Alla frontiera con l’Inghilterra la violenza è quotidiana. Gli attacchi della polizia dal 21 settembre 2015, giorno dell’espulsione degli accampamenti in città, sono diventati la regola. I gas lacrimogeni bombardano la bidonville non solo ad ogni avvicinamento dei migranti alla zona di transito nel tentativo di passare il confine, ma anche in assenza di un qualsiasi movimento visibile verso le barriere.

La notte del 31 dicembre è stata un esempio di questa volontà di governare con la paura instaurando un clima di tensione nell’immenso accampamento che i migranti hanno costruito per ripararsi e organizzare la loro sopravvivenza in una sorta di trincea permanente.

Questa “nuova jungle” è sorta in seguito alle successive stagioni di ‘caccia’ ai migranti che hanno caratterizzato l’inumana accoglienza sul suolo francese nel corso del tempo. In un primo tempo le autorità avevano assicurato una soglia di tolleranza molto vicina allo zero, ma credibile per alcune organizzazioni umanitarie che hanno partecipato al concentramento e al confinamento dei migranti lontano dalla città.

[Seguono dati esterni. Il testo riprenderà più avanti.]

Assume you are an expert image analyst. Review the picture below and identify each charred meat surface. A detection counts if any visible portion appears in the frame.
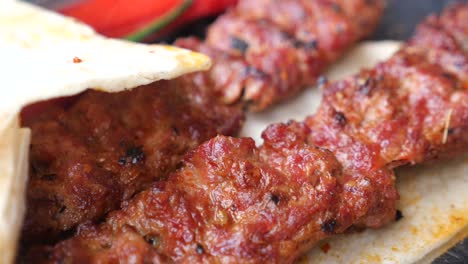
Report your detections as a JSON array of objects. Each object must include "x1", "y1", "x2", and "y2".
[
  {"x1": 23, "y1": 76, "x2": 243, "y2": 242},
  {"x1": 176, "y1": 0, "x2": 384, "y2": 111},
  {"x1": 25, "y1": 2, "x2": 468, "y2": 263}
]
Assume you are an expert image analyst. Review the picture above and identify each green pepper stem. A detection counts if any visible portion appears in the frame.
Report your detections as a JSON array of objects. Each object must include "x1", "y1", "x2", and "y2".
[{"x1": 124, "y1": 0, "x2": 193, "y2": 42}]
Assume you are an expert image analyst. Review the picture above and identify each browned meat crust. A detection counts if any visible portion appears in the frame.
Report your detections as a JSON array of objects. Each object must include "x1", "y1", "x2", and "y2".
[
  {"x1": 176, "y1": 0, "x2": 384, "y2": 111},
  {"x1": 25, "y1": 5, "x2": 468, "y2": 263},
  {"x1": 23, "y1": 76, "x2": 243, "y2": 242}
]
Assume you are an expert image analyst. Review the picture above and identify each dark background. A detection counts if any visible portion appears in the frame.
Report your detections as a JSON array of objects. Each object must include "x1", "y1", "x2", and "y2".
[
  {"x1": 164, "y1": 0, "x2": 468, "y2": 264},
  {"x1": 36, "y1": 0, "x2": 468, "y2": 264}
]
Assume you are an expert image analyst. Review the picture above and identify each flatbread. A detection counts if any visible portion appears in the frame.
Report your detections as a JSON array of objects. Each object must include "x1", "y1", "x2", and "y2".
[
  {"x1": 242, "y1": 41, "x2": 468, "y2": 264},
  {"x1": 0, "y1": 0, "x2": 210, "y2": 263}
]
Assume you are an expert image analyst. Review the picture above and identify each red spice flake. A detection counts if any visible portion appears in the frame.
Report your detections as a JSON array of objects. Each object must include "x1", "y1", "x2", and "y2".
[
  {"x1": 320, "y1": 243, "x2": 331, "y2": 254},
  {"x1": 73, "y1": 57, "x2": 83, "y2": 63}
]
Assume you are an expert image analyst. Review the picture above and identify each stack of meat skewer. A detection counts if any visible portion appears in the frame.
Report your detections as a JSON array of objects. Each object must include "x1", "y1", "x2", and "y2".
[{"x1": 20, "y1": 0, "x2": 468, "y2": 263}]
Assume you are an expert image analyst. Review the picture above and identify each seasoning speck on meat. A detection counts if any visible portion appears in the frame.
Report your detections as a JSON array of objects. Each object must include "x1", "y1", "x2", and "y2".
[
  {"x1": 24, "y1": 4, "x2": 468, "y2": 263},
  {"x1": 23, "y1": 76, "x2": 243, "y2": 243},
  {"x1": 176, "y1": 0, "x2": 384, "y2": 111}
]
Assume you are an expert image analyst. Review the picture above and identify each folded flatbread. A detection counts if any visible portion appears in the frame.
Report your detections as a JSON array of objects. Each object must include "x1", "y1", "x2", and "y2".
[
  {"x1": 242, "y1": 41, "x2": 468, "y2": 264},
  {"x1": 0, "y1": 1, "x2": 210, "y2": 263}
]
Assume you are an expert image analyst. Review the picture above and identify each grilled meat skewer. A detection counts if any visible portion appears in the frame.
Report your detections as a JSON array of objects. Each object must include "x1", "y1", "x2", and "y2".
[
  {"x1": 30, "y1": 5, "x2": 468, "y2": 263},
  {"x1": 23, "y1": 76, "x2": 243, "y2": 243},
  {"x1": 176, "y1": 0, "x2": 384, "y2": 111}
]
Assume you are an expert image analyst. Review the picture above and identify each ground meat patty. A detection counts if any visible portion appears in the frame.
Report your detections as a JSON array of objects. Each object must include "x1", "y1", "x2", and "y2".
[
  {"x1": 22, "y1": 2, "x2": 468, "y2": 263},
  {"x1": 176, "y1": 0, "x2": 384, "y2": 111},
  {"x1": 23, "y1": 76, "x2": 243, "y2": 242}
]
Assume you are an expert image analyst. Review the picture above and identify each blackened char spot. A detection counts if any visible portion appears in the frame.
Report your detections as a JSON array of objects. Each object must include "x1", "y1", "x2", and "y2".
[
  {"x1": 144, "y1": 235, "x2": 159, "y2": 247},
  {"x1": 317, "y1": 75, "x2": 328, "y2": 87},
  {"x1": 358, "y1": 78, "x2": 375, "y2": 96},
  {"x1": 119, "y1": 146, "x2": 145, "y2": 166},
  {"x1": 245, "y1": 66, "x2": 268, "y2": 79},
  {"x1": 293, "y1": 40, "x2": 318, "y2": 50},
  {"x1": 270, "y1": 194, "x2": 279, "y2": 205},
  {"x1": 196, "y1": 244, "x2": 205, "y2": 254}
]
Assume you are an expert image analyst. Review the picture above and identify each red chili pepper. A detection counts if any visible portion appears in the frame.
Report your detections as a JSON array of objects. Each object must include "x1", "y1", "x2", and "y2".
[{"x1": 60, "y1": 0, "x2": 237, "y2": 41}]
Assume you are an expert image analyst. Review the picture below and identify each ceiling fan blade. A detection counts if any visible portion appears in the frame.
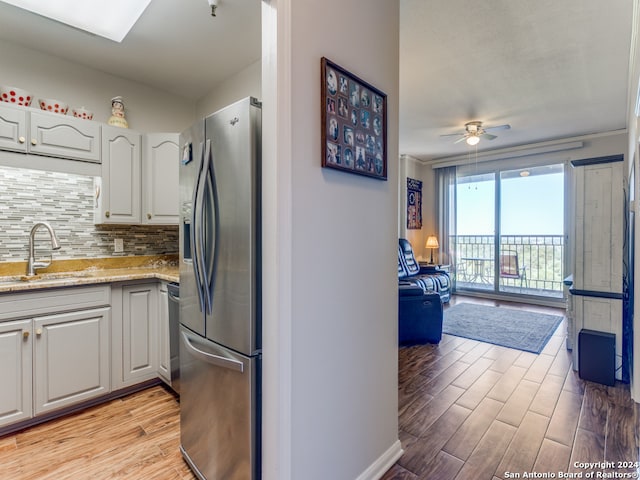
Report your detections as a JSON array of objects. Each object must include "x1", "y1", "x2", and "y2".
[{"x1": 482, "y1": 125, "x2": 511, "y2": 131}]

Il 2016 alla frontiera di Calais è cominciato sotto una spessa coltre di gas lacrimogeni che ha invaso le tende e i ripari di fortuna, le abitazioni e le capanne per uso collettivo. Una pioggia tossica con lacrimogeni tirati in mezzo ai sentieri, tra i ripari abitativi e le botteghe, anche a centinaia di metri dalle barriere che perimetrano la piattaforma portuale militarizzata. Ancora all’alba la nebbia chimica era visibile tra le dune all’altro capo della bidonville che occupa una vastissima area ai confini della zona periurbana.

La Prefettura invece ha inaugurato il nuovo anno annunciando i numeri dei “migranti” che intende ospitare entro la fine della stagione invernale: 2000. Significa che nella bidonville ci sono almeno 5-6000 persone di troppo che devono essere allontanante o cacciate via con la forza. I calcoli della Prefettura non coincidono con la realtà, che è ben lontana da quella che si vuole vedere in un ufficio del ministero dell’Interno, dove si parla solo di cifre e non di persone. E dove si conta sul fatto che l’inverno rallenta i passaggi del Mediterraneo verso l’Italia e rende la traversata dei Balcani ancora più difficile per via delle barriere installate dai differenti paesi europei con lo scopo di chiudere le frontiere nazionali.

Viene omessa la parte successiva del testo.